In this article, we will go off on a rabbit trail. The highly litigious nature of our times is not news to you. You are aware of how ridiculous some of the huge courtroom judgments have gotten in the past decade or so.
Not only should you be concerned about saving your farm or business from the adverse effects of estate taxation, you should be likewise interested in protecting your other assets from a frivolous lawsuit in which a jury has decided to heap piles of retribution against you because of your hard work and success.
Let me clearly state that I am not criticizing just and proper awards for negligence and harm done. That's why we all have insurance. Rather, I am being critical of some of the absurd and outrageous judgments rendered in what I personally perceive to be a sue-happy society.
Consequently, we will turn our attention for a few articles to the Family Limited Partnership. Not only does it have some great opportunities for asset protection, it is also a proven vehicle to assist in estate planning through some greater life-time giving. In this column, we will talk about the asset protection nature of the limited partnership.
The term “Family Limited Partnership” (FLP) is a slang term used by planners. There is no statute anywhere that uses the term, nor does the Internal Revenue Code use it. What “Family Limited Partnership” refers to is a limited partnership formed to hold the family business or investments, with the idea being that the parents will make gifts of their limited partnership interests to their children.
It is a partnership in which there is at least one general partner and at least one limited partner. Typically, the general partner runs the operations of the business and the limited partners provide the capital (land/money/business) and are liable only to the extent of their investment — like a corporation.
The general partner has unlimited liability to third parties for the partnership's debts, not the limited partner. Their exposure is limited. If the limited partner becomes active in the management of the partnership, his/her status will be elevated to that of a general partner.

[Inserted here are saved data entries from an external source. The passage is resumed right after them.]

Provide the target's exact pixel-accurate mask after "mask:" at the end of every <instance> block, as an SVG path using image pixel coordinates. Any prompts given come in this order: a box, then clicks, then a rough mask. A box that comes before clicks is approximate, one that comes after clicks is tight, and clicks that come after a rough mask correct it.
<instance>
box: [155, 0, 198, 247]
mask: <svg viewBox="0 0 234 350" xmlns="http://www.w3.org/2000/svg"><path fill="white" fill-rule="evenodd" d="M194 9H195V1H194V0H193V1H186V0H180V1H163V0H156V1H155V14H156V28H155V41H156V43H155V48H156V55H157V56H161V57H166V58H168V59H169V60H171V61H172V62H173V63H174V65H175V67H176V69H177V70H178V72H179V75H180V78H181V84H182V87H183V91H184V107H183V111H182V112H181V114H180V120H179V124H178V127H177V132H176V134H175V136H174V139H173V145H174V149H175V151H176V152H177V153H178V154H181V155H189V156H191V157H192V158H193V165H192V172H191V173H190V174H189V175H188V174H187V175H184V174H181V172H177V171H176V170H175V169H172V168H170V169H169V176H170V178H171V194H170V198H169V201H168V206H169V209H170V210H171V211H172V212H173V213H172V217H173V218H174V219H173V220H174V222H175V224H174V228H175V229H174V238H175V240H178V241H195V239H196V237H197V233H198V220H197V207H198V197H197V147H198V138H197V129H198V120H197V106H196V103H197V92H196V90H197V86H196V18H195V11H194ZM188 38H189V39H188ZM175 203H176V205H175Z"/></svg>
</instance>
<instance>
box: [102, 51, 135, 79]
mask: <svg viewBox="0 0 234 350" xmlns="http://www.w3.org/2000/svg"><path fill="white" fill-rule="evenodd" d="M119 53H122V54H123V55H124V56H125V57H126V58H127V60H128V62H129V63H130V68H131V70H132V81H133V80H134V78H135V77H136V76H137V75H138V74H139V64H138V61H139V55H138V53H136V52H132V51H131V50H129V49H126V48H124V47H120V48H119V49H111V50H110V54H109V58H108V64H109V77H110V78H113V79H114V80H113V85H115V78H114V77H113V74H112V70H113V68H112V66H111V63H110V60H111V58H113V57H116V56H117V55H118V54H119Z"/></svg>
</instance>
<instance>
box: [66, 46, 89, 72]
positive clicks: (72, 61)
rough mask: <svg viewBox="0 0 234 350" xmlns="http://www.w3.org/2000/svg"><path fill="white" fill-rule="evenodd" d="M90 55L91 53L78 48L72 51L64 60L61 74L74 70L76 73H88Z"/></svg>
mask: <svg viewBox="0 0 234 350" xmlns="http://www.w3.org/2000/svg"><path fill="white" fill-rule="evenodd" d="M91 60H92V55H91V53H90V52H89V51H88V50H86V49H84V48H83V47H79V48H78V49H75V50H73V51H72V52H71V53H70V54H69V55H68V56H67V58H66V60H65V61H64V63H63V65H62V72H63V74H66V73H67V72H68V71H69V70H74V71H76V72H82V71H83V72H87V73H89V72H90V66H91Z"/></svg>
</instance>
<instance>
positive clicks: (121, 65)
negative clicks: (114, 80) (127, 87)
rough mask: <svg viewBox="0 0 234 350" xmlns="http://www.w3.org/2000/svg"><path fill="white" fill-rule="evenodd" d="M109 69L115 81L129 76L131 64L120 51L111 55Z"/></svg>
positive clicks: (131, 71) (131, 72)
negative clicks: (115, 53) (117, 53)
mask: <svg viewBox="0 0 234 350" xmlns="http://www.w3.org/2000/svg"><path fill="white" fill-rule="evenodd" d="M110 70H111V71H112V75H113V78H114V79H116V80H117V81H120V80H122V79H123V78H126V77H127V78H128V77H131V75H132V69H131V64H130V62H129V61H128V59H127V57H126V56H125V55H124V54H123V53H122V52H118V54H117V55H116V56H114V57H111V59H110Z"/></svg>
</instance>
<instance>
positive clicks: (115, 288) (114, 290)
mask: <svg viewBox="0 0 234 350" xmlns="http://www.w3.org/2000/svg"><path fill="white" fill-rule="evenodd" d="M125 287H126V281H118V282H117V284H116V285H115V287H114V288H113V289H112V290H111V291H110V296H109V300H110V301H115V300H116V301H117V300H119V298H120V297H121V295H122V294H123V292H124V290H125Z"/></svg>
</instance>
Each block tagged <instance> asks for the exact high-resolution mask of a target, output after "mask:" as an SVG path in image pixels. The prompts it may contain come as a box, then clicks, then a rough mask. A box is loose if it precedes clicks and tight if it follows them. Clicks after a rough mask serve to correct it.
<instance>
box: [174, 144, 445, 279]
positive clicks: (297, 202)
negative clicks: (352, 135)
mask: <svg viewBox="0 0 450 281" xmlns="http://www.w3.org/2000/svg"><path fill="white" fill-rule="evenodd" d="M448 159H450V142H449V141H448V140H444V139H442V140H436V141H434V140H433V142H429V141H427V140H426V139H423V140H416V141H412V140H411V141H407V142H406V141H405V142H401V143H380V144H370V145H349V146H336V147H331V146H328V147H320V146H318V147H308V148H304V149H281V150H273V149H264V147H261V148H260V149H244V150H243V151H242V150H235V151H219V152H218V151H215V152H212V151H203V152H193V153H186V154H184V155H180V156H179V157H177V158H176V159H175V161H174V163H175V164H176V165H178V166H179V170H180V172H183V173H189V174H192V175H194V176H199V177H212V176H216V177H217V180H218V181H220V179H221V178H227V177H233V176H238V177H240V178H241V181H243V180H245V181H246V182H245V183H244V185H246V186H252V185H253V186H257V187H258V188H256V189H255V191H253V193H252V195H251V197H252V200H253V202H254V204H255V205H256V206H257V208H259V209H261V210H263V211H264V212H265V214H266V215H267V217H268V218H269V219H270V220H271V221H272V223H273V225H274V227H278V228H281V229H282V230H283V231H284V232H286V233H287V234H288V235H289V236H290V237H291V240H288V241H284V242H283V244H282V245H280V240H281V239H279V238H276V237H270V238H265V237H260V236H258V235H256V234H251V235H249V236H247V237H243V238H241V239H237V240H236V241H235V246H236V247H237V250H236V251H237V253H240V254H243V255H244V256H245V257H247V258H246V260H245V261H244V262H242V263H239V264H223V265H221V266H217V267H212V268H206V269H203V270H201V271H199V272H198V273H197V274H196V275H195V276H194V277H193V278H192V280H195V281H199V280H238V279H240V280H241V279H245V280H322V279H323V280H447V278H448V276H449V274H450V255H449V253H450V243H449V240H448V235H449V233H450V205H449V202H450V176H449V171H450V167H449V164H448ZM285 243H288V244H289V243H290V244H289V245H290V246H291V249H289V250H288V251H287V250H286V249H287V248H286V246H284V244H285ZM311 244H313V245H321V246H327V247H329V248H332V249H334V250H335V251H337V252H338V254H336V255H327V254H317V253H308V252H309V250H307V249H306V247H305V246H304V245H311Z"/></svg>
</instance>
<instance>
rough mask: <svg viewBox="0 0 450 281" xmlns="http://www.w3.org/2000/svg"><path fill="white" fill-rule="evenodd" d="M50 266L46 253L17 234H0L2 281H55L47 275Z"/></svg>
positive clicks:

When the partnership gets sued in a lawsuit for a debt or a negligence action, the partnership itself is totally and wholly liable for any negligence or misfeasance it might have committed.
However, the limited partner can only lose his capital investment in the partnership. The general partner therefore should be a thinly capitalized corporation or limited liability company and not a person with assets.
If a plaintiff prevails in a court action, he/she can get a judgment obtaining his/her award directly from the partnership. However, if you or I are involved in a personal lawsuit and we get a judgment against us in excess of our insurance coverage, then the plaintiff can attempt to seize our personal assets.
Can they get our investment in the partnership? No — not if the lawyer has properly done his or her job in drafting the partnership document. The judgment creditor can only go to the judge and apply for a “charging order” against the limited partners interest in the partnership interest. What this means is that the general partner must use any benefits we get from the partnership to satisfy the judgment creditor's rights. The creditor does not get our ownership interest in the partnership.
Now direct your attention to one important issue you might not be thinking of. The general partner should have the right to individually allocate who gets real dollars out of the business operation, who gets appreciation, and who might get depreciation.
The general partner might also be able to determine whether or not to “retain income” and other economic benefits of the partnership for the benefit of the partnership itself instead of distributing them to the partners.
Retained earnings is a commonly used accounting and financial principle in corporations, partnerships and limited liability companies. However, in a partnership, the Internal Revenue Service does not tax the partnership itself. It taxes the partners personally.
A partnership is therefore known as a “flow-through entity.” The income flows through it to the partner so that he/she is personally liable for the tax. What about when the entity retains the income and other economic benefits earned? Yes, the partners are still liable for this even though they do not get that. This is known as Phantom Income. And taxes still have to be paid on it.
Your question now should be, “But what if I don't get the income and the judgment creditor gets it instead?” Well, now the judgment creditor gets a K-1 form from the general partner and has the pleasure of paying tax on income he/she did not actually receive. You should be asking yourself right now if this is true. The answer is yes. Now the creditor will probably back off and run for the barn. They will most often settle for the limits of the insurance policy and leave your personal assets alone if they are in a FLP.
This is a commonly used practice for asset protection. It is not right for all people and situations, however. Some lawyers don't like these partnerships because the improper construction of the document and incorrect management of the partnership can cause troubles. To this extent, they are right. But when handled properly from the beginning, the FLP can be a terrific opportunity for protecting your personal wealth from an over-zealous civil jury.